Self-hosted gives you full control but requires 2-4 hours of initial setup, ongoing security patching, server maintenance, and Docker management. Better Claw deploys in under 60 seconds with built-in Docker sandboxing, AES-256 encryption, and anomaly detection. Both use BYOK for API costs. The tradeoff is control vs convenience, and $5-10/month in VPS costs vs $29/month for zero maintenance.
How long does OpenClaw installation take from scratch?
For an experienced developer: 2-4 hours for a fully configured, secured, multi-channel agent. For beginners: 4-8 hours spread across setup, troubleshooting, and security hardening. The biggest time sinks are WhatsApp Business API configuration (30-60 minutes), security hardening (15-20 minutes), and debugging Node version or Ollama discovery issues.
How much does it cost to run OpenClaw after setup?

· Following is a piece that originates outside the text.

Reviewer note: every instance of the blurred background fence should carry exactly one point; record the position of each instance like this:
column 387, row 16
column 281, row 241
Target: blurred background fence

API costs with smart model routing (Sonnet primary, Haiku heartbeats): $15-50/month. Without routing (everything on Opus/GPT-4o): $80-200/month. Hosting: $5-29/month (VPS vs managed). The first cost optimization to implement is model routing: assign cheap models to heartbeats and sub-agents. This single change saves 50-80%.
Is OpenClaw safe to install on my personal computer?
OpenClaw's own maintainer warned that it's "far too dangerous" for users unfamiliar with command-line security. Microsoft recommends running it only in fully isolated environments. CrowdStrike published enterprise risk advisories. If you install on a personal machine, the agent has access to your files, accounts, and system. A VPS ($5/month) or managed platform ($29/month) provides isolation that protects your personal data from agent errors or security compromises.